Ceph’s advantages are that it gives the administrator more fine-grained control over data distribution and replication strategies, enables you to consolidate your object and block storage, enables very fast provisioning of boot-from-volume instances using thin provisioning, and supports a distributed file-system interface, though this interface is not yet recommended for use in production deployment by the Ceph project.

If you want to manage your object and block storage within a single system, or if you want to support fast boot-from-volume, you should consider Ceph.

Gluster

A distributed, shared file system. As of Gluster version 3.3, you can use Gluster to consolidate your object storage and file storage into one unified file and object storage solution, which is called Gluster For OpenStack (GFO). GFO uses a customized version of swift that enables Gluster to be used as the backend storage.

The main reason to use GFO rather than regular swift is if you also want to support a distributed file system, either to support shared storage live migration or to provide it as a separate service to your end users. If you want to manage your object and file storage within a single system, you should consider GFO.

LVM

The Logical Volume Manager is a Linux-based system that provides an abstraction layer on top of physical disks to expose logical volumes to the operating system. The LVM backend implements block storage as LVM logical partitions.

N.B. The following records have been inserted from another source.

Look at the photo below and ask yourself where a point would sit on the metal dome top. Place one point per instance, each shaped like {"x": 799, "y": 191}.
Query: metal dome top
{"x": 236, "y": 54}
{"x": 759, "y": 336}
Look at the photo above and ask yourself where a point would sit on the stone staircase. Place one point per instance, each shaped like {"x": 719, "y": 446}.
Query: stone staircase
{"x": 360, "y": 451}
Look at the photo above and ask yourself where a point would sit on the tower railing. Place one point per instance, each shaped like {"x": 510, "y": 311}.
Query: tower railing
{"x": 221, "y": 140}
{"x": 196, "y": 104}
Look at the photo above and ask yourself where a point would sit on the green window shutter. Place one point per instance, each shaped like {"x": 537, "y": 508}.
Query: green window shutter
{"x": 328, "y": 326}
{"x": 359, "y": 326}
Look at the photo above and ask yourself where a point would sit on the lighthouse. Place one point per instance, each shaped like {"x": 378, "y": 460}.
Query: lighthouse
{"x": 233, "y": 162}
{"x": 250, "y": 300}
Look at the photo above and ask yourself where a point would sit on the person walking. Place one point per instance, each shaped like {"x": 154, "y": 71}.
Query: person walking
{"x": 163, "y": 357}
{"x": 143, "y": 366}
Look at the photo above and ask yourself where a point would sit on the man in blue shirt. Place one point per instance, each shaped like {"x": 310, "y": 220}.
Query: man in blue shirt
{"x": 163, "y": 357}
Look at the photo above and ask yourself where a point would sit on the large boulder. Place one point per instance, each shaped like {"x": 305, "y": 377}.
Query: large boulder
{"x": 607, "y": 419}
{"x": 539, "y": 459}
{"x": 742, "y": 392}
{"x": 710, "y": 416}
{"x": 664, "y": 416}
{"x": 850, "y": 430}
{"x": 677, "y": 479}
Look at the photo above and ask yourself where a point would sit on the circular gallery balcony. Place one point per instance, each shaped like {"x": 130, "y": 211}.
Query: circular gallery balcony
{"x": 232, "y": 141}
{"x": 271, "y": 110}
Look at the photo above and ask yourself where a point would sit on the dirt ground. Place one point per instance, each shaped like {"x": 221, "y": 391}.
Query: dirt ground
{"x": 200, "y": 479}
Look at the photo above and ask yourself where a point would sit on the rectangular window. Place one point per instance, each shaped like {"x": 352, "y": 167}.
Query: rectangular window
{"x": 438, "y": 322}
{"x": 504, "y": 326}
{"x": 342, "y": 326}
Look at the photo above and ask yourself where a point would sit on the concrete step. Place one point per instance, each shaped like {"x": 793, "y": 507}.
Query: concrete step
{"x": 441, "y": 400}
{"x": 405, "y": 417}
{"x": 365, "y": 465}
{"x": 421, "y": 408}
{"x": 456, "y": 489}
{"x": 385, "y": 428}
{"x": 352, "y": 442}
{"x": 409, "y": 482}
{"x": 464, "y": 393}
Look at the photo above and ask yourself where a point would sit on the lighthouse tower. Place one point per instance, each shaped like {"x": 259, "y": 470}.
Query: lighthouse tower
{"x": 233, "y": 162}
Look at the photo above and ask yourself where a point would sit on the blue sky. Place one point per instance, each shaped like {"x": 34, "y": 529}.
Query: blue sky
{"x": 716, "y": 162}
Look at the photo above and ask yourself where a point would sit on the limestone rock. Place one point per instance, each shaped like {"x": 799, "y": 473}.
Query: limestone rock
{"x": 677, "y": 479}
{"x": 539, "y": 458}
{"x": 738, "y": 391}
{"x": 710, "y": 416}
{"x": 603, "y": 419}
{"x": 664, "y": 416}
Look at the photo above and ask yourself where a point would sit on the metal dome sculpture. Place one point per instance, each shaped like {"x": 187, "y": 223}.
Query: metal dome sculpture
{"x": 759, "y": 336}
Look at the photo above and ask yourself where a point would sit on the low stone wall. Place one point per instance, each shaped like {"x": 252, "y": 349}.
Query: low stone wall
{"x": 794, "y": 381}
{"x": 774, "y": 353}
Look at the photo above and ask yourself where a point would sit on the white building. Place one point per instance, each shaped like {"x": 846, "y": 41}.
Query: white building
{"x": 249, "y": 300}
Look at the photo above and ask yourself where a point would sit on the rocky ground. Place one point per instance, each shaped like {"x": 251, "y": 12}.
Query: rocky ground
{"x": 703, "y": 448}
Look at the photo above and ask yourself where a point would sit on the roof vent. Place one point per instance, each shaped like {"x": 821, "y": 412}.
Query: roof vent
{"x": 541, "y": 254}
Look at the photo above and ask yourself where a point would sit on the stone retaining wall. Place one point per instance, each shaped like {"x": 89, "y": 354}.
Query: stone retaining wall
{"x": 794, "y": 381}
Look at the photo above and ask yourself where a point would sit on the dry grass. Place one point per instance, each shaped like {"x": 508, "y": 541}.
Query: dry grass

On each host that will house block storage, an administrator must initially create a volume group dedicated to Block Storage volumes. Blocks are created from LVM logical volumes.

NOTE

LVM does not provide any replication. Typically, administrators configure RAID on nodes that use LVM as block storage to protect against failures of individual hard drives. However, RAID does not protect against a failure of the entire host.

ZFS

The Solaris iSCSI driver for OpenStack Block Storage implements blocks as ZFS entities. ZFS is a file system that also has the functionality of a volume manager. This is unlike on a Linux system, where there is a separation of volume manager (LVM) and file system (such as, ext3, ext4, xfs, and btrfs). ZFS has a number of advantages over ext4, including improved data-integrity checking.

The ZFS backend for OpenStack Block Storage supports only Solaris-based systems, such as Illumos. While there is a Linux port of ZFS, it is not included in any of the standard Linux distributions, and it has not been tested with OpenStack Block Storage. As with LVM, ZFS does not provide replication across hosts on its own; you need to add a replication solution on top of ZFS if your cloud needs to be able to handle storage-node failures.

We don’t recommend ZFS unless you have previous experience with deploying it, since the ZFS backend for Block Storage requires a Solaris-based operating system, and we assume that your experience is primarily with Linux-based systems.

Conclusion

We hope that you now have some considerations in mind and questions to ask your future cloud users about their storage use cases. As you can see, your storage decisions will also influence your network design for performance and security needs. Continue with us to make more informed decisions about your OpenStack cloud design.